In valve assemblies, fluid flow is controlled by actuating a plug head assembly relative to a valve seat. In extreme operating environments, such as at elevated temperatures, pressures and/or corrosive or abrasive fluids, the components of a plug head assembly may weaken or become more loosely coupled than intended. For example, where a ceramic plug head is retained by a conventional retainer apparatus, the retainer apparatus may expand at a higher rate than the ceramic plug head, thus making the fit between the retainer apparatus and the ceramic plug head loose. In addition, thermal events and crushing lodged solids may cause fractures in a ceramic plug head, which may then separate from the plug head assembly or compromise the integrity of the plug head ceramic.
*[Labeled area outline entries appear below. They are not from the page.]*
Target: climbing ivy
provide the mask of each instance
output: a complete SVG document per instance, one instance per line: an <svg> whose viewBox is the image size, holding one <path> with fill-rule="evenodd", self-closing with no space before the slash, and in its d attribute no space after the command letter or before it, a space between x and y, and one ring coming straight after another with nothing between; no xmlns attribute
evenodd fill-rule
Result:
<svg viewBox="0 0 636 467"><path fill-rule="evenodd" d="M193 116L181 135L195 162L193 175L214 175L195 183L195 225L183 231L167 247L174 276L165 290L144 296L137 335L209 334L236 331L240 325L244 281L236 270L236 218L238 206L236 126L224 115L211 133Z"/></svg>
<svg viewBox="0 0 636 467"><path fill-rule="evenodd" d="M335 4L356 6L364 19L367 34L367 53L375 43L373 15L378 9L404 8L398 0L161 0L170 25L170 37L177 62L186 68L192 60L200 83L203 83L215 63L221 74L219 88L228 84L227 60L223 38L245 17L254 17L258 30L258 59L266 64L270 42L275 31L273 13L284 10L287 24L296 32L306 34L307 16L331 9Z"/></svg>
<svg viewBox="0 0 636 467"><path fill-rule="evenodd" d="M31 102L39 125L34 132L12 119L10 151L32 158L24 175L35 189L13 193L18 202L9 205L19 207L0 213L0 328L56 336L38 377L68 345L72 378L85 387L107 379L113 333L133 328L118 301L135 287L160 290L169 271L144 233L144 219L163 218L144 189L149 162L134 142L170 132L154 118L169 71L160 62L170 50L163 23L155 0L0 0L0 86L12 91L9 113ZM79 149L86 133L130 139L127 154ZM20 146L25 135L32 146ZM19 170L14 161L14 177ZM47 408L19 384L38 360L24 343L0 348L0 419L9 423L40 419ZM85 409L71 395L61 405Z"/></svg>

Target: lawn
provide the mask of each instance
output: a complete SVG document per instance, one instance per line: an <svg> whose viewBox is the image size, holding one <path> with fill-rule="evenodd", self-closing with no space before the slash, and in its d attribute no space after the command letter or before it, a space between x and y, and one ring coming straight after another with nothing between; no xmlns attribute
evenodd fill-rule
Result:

Ceramic plug heads, such as plug heads comprised of sintered silicon carbide (SSiC), are often used in extreme operating environments, such as high-temperature applications (e.g., from about 20° C. to about 260° C.), and/or high-pressure applications (e.g., from about 5 bar to about 47 bar), and/or applications involving highly erosive and/or corrosive fluids and/or slurries. Slurries contain both solids and fluids, which may flow at high speeds. Thus, solid particles traveling at high speeds also comprise an extreme operating environment. While ceramics like SSiC are suitable for use in extreme operating environments, such ceramics are typically brittle and susceptible to fracture/damage from environmental conditions (e.g., thermal shock) and events (erosion/corrosion/collision/crushing).
Thus, it is desirable to overcome at least a portion of these and other related limitations associated with plug head assemblies.